You may run your own test by just omitting it and checking HTTP response
header of your output.
The second one is telling the serializer which character encoding to use
for the output.
Hello again!
As I run cocoon inside a Tomcat 5.0.28 installed locally on my machine,
I am afraid, I feel I am missing something here. Obviously the container
encoding of my tomcat needs to be ISO-8859-1 and that cannot be changed.
[quote] Since the servlet specification requires that the ISO-8859-1
encoding is used (by default), you should never change this value unless
you have a buggy servlet container.[/quote]

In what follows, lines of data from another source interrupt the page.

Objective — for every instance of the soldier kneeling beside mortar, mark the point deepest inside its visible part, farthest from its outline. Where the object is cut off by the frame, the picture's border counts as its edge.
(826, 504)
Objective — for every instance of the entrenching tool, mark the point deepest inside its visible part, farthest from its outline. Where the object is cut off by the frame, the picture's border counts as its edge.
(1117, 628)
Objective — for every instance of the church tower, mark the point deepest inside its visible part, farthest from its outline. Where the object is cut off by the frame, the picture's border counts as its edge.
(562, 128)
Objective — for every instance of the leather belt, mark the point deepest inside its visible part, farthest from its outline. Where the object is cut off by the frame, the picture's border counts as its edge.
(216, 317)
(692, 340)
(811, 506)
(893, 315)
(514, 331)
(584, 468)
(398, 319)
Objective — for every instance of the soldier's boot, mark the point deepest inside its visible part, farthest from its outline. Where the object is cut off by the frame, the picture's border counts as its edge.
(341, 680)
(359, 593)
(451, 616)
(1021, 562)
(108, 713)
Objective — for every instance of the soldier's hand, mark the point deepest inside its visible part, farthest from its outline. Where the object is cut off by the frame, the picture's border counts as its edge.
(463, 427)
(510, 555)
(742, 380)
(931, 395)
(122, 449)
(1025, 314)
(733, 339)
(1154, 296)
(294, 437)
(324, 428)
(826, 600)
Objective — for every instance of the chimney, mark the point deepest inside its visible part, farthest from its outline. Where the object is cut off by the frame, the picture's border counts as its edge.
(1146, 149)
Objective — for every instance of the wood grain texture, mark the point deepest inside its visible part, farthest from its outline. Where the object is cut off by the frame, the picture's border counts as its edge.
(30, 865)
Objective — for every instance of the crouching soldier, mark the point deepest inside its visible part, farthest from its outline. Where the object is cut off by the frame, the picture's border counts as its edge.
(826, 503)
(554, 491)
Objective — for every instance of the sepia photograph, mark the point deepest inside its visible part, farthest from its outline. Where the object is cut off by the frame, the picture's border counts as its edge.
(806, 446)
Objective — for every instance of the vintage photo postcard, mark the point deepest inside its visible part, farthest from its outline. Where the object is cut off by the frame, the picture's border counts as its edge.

So I cannot change the way Tomcat encodes characters, do I get this
right? Also, but this may be caused by a local installation, the
response headers don't list any encoding :( nor any charset. This is
what I get:
Response Headers - http://localhost:8080/copo/portal/portal
X-Cocoon-Version: 2.1.8
Set-Cookie: JSESSIONID=723AA70AA8294D5DC83E78C1BD490B3C; Path=/copo
Cache-Control: no-cache, no-store
Pragma: no-cache
Expires: Thu, 01 Jan 2000 00:00:00 GMT
Content-Type: text/html
Content-Length: 6238
Date: Tue, 17 Jan 2006 14:21:44 GMT
Server: Apache-Coyote/1.1
200 OK
I tried all available sitemaps along the line and entered the parameter
charset="UTF-8" to the HTML-Serializer of the Base-Sitemap, also to the
HTML-Include-Serializer, to no avail. I don't suppose this part of the
response header is not sent, I believe it isn't set. I searched for any
hints as where I could change that but apart from some API-Docs didn't
find anything (useful at all). So, if anybody has an idea how I could
make this happen, I'd be more than grateful for a hint or a solution.